Schemes which allow consumers to buy items and pay for them later on will now be regulated by the financial services regulator, the FCA, under new proposals announced earlier this month.
Here, we explain how this type of scheme works, and why it pays to be aware of the pitfalls of signing up to one.
How do ‘Buy Now Pay Later’ schemes work?
As the name suggests, this type of scheme allows consumers to buy goods – typically from a standard retailer – and pay for them in the future, usually without having to pay any interest. Payments are typically deferred for 30 days but this can vary by provider, or items can be paid for in regular instalments.
Although you often won’t be charged interest on what you owe for this initial period, if you miss any of the repayments, you’ll usually have to pay late payment charges and it could damage your credit score, making it harder for you to borrow in future.

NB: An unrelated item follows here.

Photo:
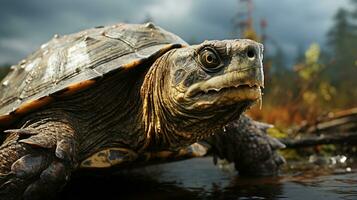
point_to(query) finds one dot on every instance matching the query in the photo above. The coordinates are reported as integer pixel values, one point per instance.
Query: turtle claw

More than five million people used Buy Now Pay Later plans, provided by companies such as Klarna, LayBuy and ClearPay, to purchase £2.7 billion worth of goods last year alone. With many people feeling the pinch due to the pandemic, it’s not surprising that the idea of not having to pay for your purchases there and then might be an appealing option.
Buy Now Pay Later schemes aren’t necessarily a bad thing, as long as they’re managed carefully and those signing up for them are certain they can afford to pay off what they owe before any interest gets charged. The major concern however, and the reason for their popularity amongst retailers is that they can incentivise people to make purchases that they might not have made otherwise. In some cases people may be unable to pay back what they owe, or simply spend more than they’d perhaps budgeted for.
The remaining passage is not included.